Spence was born on 11 August 1936 to Muriel (née Crailsham) and Dermot Spence in Surrey in England. His mother was a French researcher while his father worked at an art gallery and a publishing house.
Spence was educated at Winchester College until 1954. He then spent two years in the British Army and was deployed to Germany. He read history at Clare College, Cambridge and received his bachelor's degree in 1959. While at Cambridge he was the editor of the campus magazine and was also the co-editor of British literary magazine Granta. He went to Yale University on a Clare-Mellon Fellowship to study the history and culture of China, receiving an MA and then a PhD in 1965, when he won the John Addison Porter Prize. As part of his graduate training, he spent a year in Australia to study under Fang Chao-ying and Tu Lien-che, scholars of the Qing dynasty.
Spence taught a popular undergraduate course at Yale University on the history of modern China, which formed the basis for his book The Search for Modern China (1990). He taught at Yale for more than 40 years. During this time he wrote many books on China that furthered the understanding of the country and its culture with Western audiences. Some of his books during this period included The Search for Modern China (1990), which was published on the back of the Tiananmen Square massacre in 1989, and God's Chinese Son: The Taiping Heavenly Kingdom of Hong Xiuquan (1996).
Spence was president of the American Historical Association between 2004 and 2005. While his primary focus was on Qing dynasty China, he also wrote a biography of Mao Zedong and The Gate of Heavenly Peace, a study of twentieth-century intellectuals and their relation to revolution. He retired from Yale in 2008.

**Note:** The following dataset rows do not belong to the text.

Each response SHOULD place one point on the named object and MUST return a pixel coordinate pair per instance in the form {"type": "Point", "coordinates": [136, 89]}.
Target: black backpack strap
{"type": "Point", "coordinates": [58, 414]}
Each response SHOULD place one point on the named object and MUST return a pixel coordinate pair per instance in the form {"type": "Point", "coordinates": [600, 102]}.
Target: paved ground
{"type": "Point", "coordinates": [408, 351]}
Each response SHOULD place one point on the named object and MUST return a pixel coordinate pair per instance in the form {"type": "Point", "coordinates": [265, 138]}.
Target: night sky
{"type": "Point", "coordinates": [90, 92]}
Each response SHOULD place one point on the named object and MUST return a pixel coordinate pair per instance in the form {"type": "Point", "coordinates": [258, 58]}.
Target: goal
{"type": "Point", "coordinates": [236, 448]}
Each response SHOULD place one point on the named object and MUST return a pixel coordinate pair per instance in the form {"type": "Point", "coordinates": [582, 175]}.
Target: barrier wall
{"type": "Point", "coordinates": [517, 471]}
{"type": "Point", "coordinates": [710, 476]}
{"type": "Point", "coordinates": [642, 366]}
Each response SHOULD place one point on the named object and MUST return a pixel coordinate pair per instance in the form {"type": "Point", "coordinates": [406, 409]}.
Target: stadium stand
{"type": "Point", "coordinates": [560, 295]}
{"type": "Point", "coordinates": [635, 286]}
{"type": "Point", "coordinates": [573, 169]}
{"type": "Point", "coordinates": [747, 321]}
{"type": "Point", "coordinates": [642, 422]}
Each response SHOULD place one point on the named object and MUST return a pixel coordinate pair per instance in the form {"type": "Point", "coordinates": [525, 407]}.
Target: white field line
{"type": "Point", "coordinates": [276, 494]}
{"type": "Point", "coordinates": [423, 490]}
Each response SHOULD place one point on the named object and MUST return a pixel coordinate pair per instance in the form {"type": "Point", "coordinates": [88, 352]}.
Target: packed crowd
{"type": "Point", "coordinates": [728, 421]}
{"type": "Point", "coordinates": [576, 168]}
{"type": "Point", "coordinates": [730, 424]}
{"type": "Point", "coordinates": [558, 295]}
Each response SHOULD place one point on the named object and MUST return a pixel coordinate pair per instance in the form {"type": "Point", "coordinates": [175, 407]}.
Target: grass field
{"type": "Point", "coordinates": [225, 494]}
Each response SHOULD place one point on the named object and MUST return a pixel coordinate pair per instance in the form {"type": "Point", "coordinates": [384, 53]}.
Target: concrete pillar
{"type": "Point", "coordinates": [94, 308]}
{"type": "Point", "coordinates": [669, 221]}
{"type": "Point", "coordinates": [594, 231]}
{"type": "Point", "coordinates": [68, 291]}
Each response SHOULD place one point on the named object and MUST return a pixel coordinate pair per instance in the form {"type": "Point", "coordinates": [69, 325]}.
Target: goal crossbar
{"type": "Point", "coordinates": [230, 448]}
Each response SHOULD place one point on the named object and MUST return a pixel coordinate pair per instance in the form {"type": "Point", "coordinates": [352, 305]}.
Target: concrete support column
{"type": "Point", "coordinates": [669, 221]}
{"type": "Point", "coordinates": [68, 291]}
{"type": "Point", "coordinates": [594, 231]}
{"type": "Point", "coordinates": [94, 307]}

His book The Search for Modern China was a New York Times best seller and documented the evolution of China starting from the decline of the Ming dynasty in the early 1600s to the pro-democracy movement of 1989, while his book Treason by the Book (2001) documented the story of a scholar who took on the third Manchu Emperor in the 1700s.
Spence received eight honorary degrees in the United States as well as from the Chinese University of Hong Kong, and (in 2003) from Oxford University. He was invited to become a visiting professor at Peking University and an honorary professor at Nanjing University. He was named Companion of the Order of St Michael and St George in 2001, and in 2006, he was elected an Honorary Fellow of Clare College, Cambridge.
He received the William C. DeVane Medal of the Yale Chapter of Phi Beta Kappa (1952); a Guggenheim Fellowship (1979); the Los Angeles Times History Prize (1982), and the Vursel Prize of the American Academy and Institute of Arts and Letters (1983). He was elected to the American Academy of Arts and Sciences (1985), named a MacArthur Fellow (1988), appointed to the Council of Scholars of the Library of Congress (1988), elected a member of the American Philosophical Society (1993), and named a corresponding fellow of the British Academy (1997).